The test environment

Couchbase 2.2
4 nodes
Replicas: 2
Every node: 4CPU, 16G memory
C SDK version: 2.0.6

Testcase 1

Steps:
0. 10m records are set in the cluster, auto fail-over is enabled

3 clients to get from cluster
Shutdown one node unexpectedly (crash)
Result:
All gets encounter timeouts, cannot get any data.
About 4 minutes later, the cluster resume to OK.

Testcase 2

Steps:
0. 10m records are set in the cluster, auto fail-over is enabled

Start clients to write 500k
Shutdown one node when writing
Result:
Just the node shutdown, writing ops becomes 0
After 1 minute the cluster resumes OK
When checking the data: a) Writing timeouts count is 13 b) 5087 records cannot be found in the 500k c) Some of the originally set 10m records are lost d) The lost records cannot be found even mannually rebalanced.
Attached screenshots:

ops drop to 0 when one node crash

ops resume after 1 minute

one node is fail-over state

after rebalance action, the records count

The count should be: 10m + 500k. From desc of testcase 2 result, Couchbase lost some new data and also old existed data.

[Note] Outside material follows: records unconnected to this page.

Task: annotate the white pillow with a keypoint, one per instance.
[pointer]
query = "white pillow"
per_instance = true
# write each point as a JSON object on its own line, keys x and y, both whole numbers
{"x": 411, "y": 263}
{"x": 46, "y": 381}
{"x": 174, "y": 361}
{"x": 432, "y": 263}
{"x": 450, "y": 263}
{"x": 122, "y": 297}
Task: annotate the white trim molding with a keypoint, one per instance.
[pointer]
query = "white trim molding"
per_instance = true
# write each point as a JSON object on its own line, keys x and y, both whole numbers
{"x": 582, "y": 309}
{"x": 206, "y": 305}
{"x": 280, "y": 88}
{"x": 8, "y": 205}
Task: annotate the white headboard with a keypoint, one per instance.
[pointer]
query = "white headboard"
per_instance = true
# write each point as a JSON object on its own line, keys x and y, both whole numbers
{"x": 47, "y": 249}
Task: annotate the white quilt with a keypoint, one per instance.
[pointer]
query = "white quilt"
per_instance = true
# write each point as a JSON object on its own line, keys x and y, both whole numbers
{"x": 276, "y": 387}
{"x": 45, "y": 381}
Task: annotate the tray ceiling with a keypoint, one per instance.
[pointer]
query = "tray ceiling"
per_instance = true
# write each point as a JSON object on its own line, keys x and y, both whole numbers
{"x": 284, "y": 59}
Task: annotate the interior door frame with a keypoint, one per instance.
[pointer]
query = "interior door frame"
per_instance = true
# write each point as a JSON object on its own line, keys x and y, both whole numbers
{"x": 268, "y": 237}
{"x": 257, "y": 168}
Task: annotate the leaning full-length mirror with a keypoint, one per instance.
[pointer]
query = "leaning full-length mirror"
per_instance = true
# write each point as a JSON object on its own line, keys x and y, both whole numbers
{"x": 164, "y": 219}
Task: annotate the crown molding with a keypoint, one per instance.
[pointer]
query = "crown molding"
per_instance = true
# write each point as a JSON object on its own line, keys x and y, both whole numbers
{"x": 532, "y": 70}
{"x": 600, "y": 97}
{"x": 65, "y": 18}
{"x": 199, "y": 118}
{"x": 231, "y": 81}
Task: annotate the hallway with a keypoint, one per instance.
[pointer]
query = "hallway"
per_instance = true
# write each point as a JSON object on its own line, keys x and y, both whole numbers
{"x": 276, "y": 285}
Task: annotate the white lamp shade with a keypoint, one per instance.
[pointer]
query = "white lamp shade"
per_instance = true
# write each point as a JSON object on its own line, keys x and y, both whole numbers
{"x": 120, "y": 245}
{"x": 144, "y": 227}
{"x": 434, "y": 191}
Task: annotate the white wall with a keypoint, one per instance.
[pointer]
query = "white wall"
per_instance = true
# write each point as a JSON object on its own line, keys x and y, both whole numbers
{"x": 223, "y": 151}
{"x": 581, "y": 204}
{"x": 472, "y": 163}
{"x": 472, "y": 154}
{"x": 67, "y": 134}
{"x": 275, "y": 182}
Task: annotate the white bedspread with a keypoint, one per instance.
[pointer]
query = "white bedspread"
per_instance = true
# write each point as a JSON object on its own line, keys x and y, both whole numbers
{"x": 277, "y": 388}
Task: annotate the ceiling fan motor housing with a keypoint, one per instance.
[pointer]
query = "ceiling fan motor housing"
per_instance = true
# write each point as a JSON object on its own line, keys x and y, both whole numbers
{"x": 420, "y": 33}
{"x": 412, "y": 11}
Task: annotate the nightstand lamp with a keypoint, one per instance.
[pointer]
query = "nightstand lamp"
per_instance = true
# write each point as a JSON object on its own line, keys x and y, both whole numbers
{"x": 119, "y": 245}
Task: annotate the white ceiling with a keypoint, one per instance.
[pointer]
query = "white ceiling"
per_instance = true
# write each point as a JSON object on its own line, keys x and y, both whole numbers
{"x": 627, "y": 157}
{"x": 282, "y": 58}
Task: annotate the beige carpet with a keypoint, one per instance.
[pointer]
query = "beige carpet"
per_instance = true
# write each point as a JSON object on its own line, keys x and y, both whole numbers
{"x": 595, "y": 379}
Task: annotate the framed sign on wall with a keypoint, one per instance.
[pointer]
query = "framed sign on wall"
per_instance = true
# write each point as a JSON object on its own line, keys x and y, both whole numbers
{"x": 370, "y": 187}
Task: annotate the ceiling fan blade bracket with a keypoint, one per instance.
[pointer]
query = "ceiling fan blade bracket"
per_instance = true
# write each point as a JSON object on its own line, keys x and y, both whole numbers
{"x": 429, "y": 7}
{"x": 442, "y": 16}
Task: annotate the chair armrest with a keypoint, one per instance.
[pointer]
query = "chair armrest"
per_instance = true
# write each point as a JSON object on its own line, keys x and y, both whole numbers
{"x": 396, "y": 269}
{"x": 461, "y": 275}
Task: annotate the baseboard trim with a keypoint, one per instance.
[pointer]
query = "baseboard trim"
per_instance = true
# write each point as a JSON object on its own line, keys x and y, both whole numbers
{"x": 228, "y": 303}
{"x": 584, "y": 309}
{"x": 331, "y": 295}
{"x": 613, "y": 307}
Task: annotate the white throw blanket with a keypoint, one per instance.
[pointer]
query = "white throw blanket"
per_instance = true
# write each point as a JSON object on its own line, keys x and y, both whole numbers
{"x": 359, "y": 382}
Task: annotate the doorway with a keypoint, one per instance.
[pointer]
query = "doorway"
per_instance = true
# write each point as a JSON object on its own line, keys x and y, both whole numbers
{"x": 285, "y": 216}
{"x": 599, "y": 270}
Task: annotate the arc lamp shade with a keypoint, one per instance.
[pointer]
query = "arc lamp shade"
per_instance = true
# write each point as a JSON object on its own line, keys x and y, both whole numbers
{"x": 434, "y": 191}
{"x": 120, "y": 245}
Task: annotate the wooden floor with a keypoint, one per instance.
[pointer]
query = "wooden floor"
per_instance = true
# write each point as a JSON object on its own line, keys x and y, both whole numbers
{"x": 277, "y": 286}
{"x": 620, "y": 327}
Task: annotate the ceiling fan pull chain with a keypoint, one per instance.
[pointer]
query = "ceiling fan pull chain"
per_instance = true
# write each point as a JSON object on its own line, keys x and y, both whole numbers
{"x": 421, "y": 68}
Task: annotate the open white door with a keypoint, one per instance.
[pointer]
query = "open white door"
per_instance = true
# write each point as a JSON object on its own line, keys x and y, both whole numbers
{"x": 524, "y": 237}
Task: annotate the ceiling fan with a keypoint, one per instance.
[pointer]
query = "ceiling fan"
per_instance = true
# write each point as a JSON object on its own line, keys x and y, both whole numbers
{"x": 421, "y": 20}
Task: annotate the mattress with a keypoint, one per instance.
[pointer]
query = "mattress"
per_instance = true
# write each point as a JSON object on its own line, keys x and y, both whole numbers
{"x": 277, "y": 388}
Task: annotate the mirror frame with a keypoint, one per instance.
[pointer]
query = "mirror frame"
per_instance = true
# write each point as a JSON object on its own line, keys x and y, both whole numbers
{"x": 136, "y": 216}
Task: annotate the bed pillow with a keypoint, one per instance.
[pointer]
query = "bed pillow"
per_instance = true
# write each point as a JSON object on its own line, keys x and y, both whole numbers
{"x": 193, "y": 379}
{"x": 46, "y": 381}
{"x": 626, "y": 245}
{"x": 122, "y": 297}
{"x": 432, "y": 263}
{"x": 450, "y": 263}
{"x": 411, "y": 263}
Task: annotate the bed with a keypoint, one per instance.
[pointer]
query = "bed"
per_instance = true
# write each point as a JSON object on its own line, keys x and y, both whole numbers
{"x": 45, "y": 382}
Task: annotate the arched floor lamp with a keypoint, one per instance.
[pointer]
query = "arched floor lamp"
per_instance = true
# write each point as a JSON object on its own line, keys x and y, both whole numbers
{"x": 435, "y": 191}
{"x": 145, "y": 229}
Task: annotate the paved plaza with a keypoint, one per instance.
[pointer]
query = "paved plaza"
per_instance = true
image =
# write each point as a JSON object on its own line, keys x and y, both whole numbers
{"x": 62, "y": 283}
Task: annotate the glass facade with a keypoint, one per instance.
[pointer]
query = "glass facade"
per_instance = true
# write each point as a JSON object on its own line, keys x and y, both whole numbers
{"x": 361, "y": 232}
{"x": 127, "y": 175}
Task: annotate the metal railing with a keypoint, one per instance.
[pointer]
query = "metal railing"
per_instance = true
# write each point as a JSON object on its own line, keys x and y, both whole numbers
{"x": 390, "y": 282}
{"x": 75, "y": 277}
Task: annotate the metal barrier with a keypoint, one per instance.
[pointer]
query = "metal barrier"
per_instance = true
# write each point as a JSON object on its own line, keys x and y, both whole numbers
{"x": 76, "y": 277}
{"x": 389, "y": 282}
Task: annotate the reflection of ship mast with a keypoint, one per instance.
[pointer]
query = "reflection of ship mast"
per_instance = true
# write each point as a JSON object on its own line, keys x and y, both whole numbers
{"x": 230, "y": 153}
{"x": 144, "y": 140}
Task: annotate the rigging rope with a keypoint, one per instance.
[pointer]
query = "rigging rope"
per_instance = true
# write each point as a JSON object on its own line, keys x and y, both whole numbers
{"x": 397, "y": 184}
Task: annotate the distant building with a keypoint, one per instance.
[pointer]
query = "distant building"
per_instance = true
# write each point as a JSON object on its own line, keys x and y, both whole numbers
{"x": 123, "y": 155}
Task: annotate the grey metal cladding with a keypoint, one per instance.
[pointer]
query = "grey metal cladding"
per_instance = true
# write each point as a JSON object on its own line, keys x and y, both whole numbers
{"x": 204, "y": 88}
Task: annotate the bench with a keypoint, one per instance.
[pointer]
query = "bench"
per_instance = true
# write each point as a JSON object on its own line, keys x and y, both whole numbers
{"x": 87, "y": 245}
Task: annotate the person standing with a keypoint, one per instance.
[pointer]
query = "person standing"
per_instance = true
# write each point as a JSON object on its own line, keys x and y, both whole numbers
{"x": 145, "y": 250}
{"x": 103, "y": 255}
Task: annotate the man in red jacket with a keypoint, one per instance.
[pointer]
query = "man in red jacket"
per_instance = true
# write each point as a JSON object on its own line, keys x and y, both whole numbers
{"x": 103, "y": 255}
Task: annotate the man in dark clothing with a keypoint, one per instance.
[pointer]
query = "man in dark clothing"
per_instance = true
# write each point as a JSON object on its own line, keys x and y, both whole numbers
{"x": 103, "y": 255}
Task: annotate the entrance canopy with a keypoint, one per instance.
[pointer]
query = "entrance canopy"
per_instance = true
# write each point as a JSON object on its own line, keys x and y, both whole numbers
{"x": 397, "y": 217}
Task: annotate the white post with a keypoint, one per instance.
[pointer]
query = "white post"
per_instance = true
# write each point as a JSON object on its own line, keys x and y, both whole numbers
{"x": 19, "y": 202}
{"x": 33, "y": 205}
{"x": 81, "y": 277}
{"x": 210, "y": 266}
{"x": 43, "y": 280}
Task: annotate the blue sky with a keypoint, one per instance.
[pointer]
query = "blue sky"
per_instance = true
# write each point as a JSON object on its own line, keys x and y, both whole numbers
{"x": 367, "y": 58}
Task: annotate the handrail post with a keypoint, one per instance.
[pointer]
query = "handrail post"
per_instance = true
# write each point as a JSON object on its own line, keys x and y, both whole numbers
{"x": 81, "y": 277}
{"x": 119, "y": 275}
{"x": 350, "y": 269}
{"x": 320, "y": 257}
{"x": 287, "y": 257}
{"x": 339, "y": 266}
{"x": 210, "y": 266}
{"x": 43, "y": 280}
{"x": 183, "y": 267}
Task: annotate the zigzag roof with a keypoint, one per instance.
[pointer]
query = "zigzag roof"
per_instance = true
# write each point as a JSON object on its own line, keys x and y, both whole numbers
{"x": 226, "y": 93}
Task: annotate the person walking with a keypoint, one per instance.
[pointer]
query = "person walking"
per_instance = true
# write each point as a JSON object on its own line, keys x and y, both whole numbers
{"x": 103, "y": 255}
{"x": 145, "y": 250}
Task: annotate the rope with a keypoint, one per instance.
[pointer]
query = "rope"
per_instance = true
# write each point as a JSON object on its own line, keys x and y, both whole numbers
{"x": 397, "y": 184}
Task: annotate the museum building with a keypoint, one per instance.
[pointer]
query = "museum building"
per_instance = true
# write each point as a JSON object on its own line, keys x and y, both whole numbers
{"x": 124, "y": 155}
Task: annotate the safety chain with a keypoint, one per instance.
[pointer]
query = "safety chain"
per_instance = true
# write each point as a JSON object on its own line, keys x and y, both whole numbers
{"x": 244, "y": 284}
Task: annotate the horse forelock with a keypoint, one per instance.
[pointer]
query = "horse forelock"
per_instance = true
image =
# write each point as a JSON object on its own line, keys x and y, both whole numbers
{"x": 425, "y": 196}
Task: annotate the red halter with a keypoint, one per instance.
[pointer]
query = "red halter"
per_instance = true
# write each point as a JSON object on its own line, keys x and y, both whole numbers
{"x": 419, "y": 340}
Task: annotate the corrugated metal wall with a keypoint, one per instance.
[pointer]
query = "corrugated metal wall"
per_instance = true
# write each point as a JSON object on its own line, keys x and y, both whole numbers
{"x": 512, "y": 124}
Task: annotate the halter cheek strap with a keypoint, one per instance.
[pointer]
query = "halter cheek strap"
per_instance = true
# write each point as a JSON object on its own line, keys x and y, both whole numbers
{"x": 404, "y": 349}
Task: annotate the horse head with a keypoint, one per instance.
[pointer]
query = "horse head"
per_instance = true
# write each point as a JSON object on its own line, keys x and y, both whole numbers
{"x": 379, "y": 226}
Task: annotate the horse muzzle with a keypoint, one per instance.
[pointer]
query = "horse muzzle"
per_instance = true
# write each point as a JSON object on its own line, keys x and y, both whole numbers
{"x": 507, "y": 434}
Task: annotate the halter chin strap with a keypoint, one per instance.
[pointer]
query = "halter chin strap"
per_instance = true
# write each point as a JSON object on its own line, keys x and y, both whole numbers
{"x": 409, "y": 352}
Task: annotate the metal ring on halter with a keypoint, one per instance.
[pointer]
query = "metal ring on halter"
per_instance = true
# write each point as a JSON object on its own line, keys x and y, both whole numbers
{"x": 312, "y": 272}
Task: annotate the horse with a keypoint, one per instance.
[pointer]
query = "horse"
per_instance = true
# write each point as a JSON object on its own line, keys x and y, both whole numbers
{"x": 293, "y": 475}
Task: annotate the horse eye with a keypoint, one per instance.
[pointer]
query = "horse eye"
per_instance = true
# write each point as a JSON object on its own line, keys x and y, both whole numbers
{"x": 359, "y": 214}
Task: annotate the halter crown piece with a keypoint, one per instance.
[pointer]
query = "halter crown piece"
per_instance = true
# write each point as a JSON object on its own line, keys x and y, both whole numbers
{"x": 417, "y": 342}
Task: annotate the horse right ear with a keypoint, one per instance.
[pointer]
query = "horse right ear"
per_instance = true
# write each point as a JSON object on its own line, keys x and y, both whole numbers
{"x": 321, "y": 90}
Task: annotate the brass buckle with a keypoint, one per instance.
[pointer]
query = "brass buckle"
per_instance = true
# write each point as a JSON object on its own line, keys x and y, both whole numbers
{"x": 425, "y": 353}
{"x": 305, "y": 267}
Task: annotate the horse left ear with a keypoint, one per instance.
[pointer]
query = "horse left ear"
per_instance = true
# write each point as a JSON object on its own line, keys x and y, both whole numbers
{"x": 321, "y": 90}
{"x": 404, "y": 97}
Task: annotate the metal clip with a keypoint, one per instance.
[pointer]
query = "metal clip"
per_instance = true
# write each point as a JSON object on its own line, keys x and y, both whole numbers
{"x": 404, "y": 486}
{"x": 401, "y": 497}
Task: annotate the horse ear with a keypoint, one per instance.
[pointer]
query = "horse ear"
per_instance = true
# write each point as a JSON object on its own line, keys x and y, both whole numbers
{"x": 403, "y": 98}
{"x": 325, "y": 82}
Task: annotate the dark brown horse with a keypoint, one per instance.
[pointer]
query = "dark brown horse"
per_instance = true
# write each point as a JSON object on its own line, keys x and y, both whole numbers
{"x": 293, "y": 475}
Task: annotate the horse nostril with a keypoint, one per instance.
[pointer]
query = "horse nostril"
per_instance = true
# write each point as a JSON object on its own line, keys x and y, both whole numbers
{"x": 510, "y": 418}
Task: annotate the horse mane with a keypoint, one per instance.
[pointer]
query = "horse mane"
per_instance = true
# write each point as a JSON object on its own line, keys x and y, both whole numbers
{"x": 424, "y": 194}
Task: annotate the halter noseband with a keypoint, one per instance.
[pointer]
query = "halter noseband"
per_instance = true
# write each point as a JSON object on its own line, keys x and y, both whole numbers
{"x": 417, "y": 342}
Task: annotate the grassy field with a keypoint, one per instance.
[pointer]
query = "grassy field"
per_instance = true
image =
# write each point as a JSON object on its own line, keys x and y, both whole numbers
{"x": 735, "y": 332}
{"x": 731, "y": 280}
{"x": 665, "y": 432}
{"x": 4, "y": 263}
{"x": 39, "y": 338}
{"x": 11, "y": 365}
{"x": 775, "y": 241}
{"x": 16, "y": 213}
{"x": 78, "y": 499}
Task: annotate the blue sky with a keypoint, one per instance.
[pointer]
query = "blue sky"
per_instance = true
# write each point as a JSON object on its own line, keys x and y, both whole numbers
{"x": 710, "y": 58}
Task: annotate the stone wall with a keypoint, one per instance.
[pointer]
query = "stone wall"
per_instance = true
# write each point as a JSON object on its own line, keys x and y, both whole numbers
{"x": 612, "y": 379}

avsej · October 25, 2013, 1:48pm

What clients are you using?

javen · October 26, 2013, 1:55am

C SDK (client) version: 2.0.6

tgrall · October 28, 2013, 1:25pm

Hello,

The architecture of Couchbase is build to react as follow during a failure.

"One node shutdown wittingly will cause: …"
So when the node is down (and until the fail over):

you cannot read to this node, so a subset of your keys cannot be saved, for example with 4 nodes
you cannot read the active document from this node, you can use replica read operation ( see https://gist.github.com/tgrall/6540011 )
since you have replicas, you have not lose any data, you just have no access (except with replica read) and write to a subset of the data. (Couchbase is a CP database if you look at the CAP theorem)

Once again this is the behavior until you do the fail over (or automatically done). The fail over will promote some replicas as active documents (the fail over operation is very fast, just changing flags in memory).
Once the fail over is done, you have access (in read and write) to all the data, but on 1 less node.

Usually you do a rebalance, to be sure you get all the data and its replica well balanced.

So based on this behavior I do not see why you see (or think):

data loss
long time failure of the cluster. (the only period when you may get some error is before the fail over and yes when you use automatic failover it can takes some time)

Regards
Tug
@tgrall